Meningococcal meningitis: causes, symptoms and treatment

Meningococcal meningitis: causes, symptoms and treatment

Meningitis is an infection of the envelopes surrounding the brain, the meninges, caused by several types of viruses, bacteria and fungi. Meningococci (another name for the bacterium Neisseria meningitidis) are the major causes of acute meningitis. Meningococcal infections have a high death rate.

The annual incidence of meningococcal infections in France is 600 people per year with a seasonal upsurge (winter and spring). Early antibiotic treatment is the main measure available to save lives and reduce complications. A law in force since January 1, 2018 makes vaccination compulsory before the age of 18 months in France.

What is meningococcal meningitis?

Meningitis are infections of the meninges, these thin membranes that surround the central nervous system (brain and spinal cord). These infections can be related to a virus, bacteria or fungus. The most serious are meningococcal infections. They are caused by bacteria of which there are several subgroups.

In France, the most frequent infections involve bacteria of type B and C. Meningococcal meningitis is associated with a high mortality rate (up to 50% if it is not treated) and a high frequency (greater than 10%) of severe sequelae. The current incidence of meningococcal infections is 1 to 3 cases per 100 inhabitants in industrialized countries. Meningococci are the only bacterial species capable of causing epidemics of meningitis.

Who is concerned ?

Meningococcal meningitis usually occurs in infancy (before 5 years) and in young adults (before 25 years). The bacteria are often transmitted by healthy carriers. This bacterium is fragile and is not easily transmitted outside of close contact and promiscuity with an infected person, through droplets of saliva or coughing, sneezing, kissing.
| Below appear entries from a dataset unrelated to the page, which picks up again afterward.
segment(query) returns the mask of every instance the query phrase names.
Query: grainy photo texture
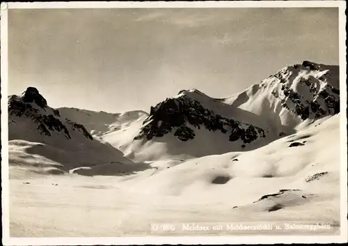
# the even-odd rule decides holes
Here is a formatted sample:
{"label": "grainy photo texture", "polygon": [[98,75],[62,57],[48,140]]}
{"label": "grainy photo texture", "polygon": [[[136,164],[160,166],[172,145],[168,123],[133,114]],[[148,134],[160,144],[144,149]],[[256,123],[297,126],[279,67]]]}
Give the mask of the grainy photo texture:
{"label": "grainy photo texture", "polygon": [[338,5],[6,11],[10,237],[342,236]]}

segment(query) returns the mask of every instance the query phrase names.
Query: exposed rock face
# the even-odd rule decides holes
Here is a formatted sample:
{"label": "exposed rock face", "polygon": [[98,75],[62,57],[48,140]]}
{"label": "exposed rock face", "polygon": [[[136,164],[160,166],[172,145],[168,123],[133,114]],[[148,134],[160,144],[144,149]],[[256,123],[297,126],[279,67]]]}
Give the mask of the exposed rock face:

These infections are not transmitted as easily as a cold or the flu. For reasons not fully understood, meningococcus can spread through the bloodstream and then reach the meninges. The average incubation period is 2-10 days. The period of contagion of the infected person is effective up to 24 hours after the start of antibiotics.

Meningococcal meningitis is found all over the world, but it is in the ‘meningitis belt’, which stretches in sub-Saharan Africa from Senegal in the west to Ethiopia in the east, that the burden of disease is the heaviest. About 30 cases are still reported each year in this area.

Symptoms and diagnosis

An infectious syndrome is often associated with a meningeal syndrome with different manifestations including:

  • a more or less high fever;
  • severe headache (headache), nausea or vomiting;
  • intolerance to light (photophobia) or noise (phonophobia);
  • stiff neck (absent in infants);
  • lethargy (feeling sluggish), fatigue, severe muscle aches;
  • agitation, convulsion, even coma;
  • bleeding purplish red spots under the skin (purpura).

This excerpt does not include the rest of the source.